Study Demonstrates Benefits of Universal Surveillance for MRSA and Reveals Need for Repeated Testing

A new study released at the American Society for Microbiology's 46th annual Interscience Conference on Antimicrobial Agents and Chemotherapy (ICAAC) shows that implementing universal surveillance, which introduces the testing of all admitted patients, is far more effective than just passive or targeted active surveillance when monitoring for methicillin-resistant Staphylococcus aureus (MRSA).

Released by Evanston Northwestern Healthcare, the study finds that the majority of patients admitted harboring MRSA are not typically identified via passive or targeted active surveillance. Passive surveillance detects patients with clinical cultures only and is the method most commonly used for identifying MRSA in hospital patients in the U.S. Targeted active surveillance is used when particular areas of the hospital are labeled as high risk and all patients in those wards are screened.

A second study conducted by the investigators characterized the decay pattern of MRSA colonization in a real-life population of retested patients in a universal surveillance and decolonization program. Results showed that re-colonization can occur, demonstrating the need for re-screening to detect re-colonization of patients upon each admission to the hospital.

Both of these studies show that active MRSA surveillance at patient admittance is critical to reduce the ongoing spread of MRSA within U.S. hospitals, said Dr. Lance Peterson, director of microbiology and infectious disease research and one of the authors of the study. Universal surveillance may not be immediately feasible for many organizations, but in the interim targeted surveillance is an acceptable alternative that can identify MRSA carriers that could spread the bacteria, particularly in hospitals with a high percentage of total bed capacity being ICU beds.

Past research has shown that of patients harboring MRSA at admission, up to one in five develops an infection.(1) For patients who acquire MRSA while in the hospital, up to one-quarter develop a potentially lethal infection.(2) 

In the U.S. alone MRSA accounts for nearly 60 percent of the Staphylococcus aureus infections in intensive care units.(3) This compares to less than 10 percent in Canada and less than two percent in some Scandinavian countries.(4) Additional data from Evanston Northwestern Healthcare highlights that universal admission surveillance is cost-effective and can have a significant impact on reducing nosocomial infections of the blood a significant cause of prolonged illness and death.

Both studies were conducted by Evanston Northwestern Healthcare with the purpose of analyzing their infection control intervention of universal MRSA surveillance and decolonization of MRSA carriers.

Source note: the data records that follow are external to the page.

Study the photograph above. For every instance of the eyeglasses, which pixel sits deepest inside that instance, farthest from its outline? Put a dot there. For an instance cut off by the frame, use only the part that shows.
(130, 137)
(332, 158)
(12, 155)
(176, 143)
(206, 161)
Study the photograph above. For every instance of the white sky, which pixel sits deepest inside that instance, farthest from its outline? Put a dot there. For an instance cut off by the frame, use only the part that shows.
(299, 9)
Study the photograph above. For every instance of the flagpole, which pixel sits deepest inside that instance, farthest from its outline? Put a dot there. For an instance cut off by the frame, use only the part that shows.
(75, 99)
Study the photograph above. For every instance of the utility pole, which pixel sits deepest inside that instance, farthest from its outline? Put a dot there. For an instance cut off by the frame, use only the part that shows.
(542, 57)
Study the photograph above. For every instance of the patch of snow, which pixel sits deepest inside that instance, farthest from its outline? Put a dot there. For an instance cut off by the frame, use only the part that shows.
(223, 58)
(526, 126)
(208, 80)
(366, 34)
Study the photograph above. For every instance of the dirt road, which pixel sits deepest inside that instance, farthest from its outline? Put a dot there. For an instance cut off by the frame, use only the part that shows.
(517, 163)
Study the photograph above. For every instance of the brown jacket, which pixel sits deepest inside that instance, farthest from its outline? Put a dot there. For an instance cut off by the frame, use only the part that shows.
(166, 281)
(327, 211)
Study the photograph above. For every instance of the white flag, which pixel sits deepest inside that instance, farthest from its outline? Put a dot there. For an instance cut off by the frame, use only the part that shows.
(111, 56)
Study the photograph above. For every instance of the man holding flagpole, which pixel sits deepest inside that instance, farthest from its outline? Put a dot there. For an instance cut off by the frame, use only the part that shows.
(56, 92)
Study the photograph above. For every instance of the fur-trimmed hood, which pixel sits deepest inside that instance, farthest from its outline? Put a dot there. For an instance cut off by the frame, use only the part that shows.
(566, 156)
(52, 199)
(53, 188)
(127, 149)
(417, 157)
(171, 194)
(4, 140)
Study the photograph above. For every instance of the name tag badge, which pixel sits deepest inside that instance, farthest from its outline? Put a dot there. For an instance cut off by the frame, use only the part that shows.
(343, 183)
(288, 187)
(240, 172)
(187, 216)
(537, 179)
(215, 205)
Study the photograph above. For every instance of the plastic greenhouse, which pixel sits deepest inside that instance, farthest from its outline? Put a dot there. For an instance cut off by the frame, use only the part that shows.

The first study of this intervention compared the three competing strategies for detecting inpatient carriers of MRSA. The results prove that universal surveillance, which is the testing of all patients for MRSA at admission, continues to be the most effective way of identifying MRSA in hospital settings. Evanston Northwestern Healthcare used the BD GeneOhm MRSA assay to conduct all of this patient safety intervention and for their ongoing universal screening program.

Evanston Northwestern Healthcare has employed universal surveillance since August 2005, and in 24,045 admissions tested, universal surveillance correctly detected MRSA on 1,309 incoming patients, or in 5.4 percent of admissions, said Dr. Ari Robicsek, the associate epidemiologist at Evanston Northwestern Healthcare who presented this work. ICU-based targeted active surveillance correctly identified only 478 MRSA carriers, or 37 percent of those detected by universal surveillance. With passive surveillance, currently what the majority of U.S. hospitals practice, only 247 patients would have been identified as MRSA carriers, missing fully 80 percent of the MRSA reservoir for spread.

Results of the second study of their intervention data reinforce the importance of repeated MRSA testing, even when patients have been MRSA-negative in the past. In a cohort of 613 MRSA patients who were tested multiple times, approximately 50 percent were negative on subsequent tests. Mupirocin therapy for decolonization was significantly associated with a loss of MRSA on subsequent tests. 

References:

1. Davis, K.A. et al, CID 2004; 39: 776-82.

2. Davis, K.A. et al, CID 2004; 39: 776-82.

3. The Lancet Infectious Diseases, October 2005, page 653; National Nosocomial Infections Surveillance (NNIS) System Report, data summary from January 1992 through June 2004, issued October 2004. Am J Infect Control 2004; 32: 470-85 (quoted in The Lancet Infectious Diseases, October 2005, page 653).

4. Bootsma, M.C. J et al, Controlling methicillin-resistant Staphylococcus aureus: Quantifying the effects of interventions and rapid diagnostic testing. Proceedings of the National Academy of Sciences, April 4, 2006 vol. 103, no. 14, 5620-5625.